The exchange between board members and a handful of parents who stayed late into the evening to air their concerns grew tense at times, but covered a range of issues. Chief among the logistical matters was transportation. Board members and district administrators seemed to agree that more planning was needed on this front. But questions about student safety and neighborhood crime earned puzzled looks, and President Glenn Garlisch challenged a self-described “over-protective mom” to keep her fears in perspective.

As for crime, Garlisch reminded parents that two of the most violent crimes in recent months both occurred within the Garfield attendance area. In December, a man was shot to death in his garage – some 50 yards from the school – and an Adams Street woman was pistol whipped outsider her condo in July.

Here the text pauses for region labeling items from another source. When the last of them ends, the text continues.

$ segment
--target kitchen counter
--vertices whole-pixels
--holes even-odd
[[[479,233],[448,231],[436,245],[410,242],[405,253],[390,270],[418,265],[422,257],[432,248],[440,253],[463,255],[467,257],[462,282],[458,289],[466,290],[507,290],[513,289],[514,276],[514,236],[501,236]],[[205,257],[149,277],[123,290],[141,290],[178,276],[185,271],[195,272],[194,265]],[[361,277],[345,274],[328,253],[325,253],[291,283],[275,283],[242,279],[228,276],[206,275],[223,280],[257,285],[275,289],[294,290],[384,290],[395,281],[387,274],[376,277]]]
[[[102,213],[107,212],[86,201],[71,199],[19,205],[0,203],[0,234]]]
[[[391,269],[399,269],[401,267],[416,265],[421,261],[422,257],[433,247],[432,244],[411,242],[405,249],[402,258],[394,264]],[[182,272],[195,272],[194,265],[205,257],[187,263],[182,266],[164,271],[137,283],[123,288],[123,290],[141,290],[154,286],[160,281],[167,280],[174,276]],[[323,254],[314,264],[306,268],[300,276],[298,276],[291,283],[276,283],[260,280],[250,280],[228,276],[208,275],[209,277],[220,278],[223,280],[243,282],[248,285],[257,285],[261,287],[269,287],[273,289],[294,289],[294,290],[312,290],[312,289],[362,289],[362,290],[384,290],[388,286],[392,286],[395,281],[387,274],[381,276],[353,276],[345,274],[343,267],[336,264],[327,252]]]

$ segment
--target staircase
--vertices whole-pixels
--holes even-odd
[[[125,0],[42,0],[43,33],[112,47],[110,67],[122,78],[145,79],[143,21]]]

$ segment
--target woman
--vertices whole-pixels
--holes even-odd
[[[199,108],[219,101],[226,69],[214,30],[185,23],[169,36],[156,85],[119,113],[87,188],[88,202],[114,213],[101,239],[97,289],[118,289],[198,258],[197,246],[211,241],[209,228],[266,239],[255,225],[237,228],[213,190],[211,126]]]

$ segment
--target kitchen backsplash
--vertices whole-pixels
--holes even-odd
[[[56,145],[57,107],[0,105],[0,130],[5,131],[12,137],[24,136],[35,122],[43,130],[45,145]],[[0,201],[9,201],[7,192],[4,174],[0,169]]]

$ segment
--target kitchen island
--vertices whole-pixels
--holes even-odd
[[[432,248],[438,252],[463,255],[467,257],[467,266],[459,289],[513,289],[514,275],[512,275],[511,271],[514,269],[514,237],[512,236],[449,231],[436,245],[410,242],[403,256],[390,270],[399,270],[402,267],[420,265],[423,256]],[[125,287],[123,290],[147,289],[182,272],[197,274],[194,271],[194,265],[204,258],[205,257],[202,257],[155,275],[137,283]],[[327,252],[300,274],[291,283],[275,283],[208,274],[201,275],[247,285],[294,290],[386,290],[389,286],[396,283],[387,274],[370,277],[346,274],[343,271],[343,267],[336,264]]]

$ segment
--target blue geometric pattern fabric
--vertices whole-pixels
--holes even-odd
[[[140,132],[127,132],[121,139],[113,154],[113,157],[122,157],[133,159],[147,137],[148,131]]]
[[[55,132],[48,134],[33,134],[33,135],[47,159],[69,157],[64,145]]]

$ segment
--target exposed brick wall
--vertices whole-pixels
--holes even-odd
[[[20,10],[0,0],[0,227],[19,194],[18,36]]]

JoEllen Barron, a Garfield parent and vice present of the school’s Parent-Teacher Association, said she’s also concerned about a drop in parental involvement at the schools. With a larger group of grade-level parents at each building, Barron said she’s less likely to have as strong a relationship with other interested moms.

Also, kids and their families will have to adjust to a new building at least once before they reach middle school.

“Just the whole transition and me not being there,” Barron said of her concerns.

The school board is expected to vote on whether to adopt developmental centers for the next school year in December. Though a location hasn’t been selected, the December meeting will likely be held at one of the school buildings to accommodate an expectedly larger crowd.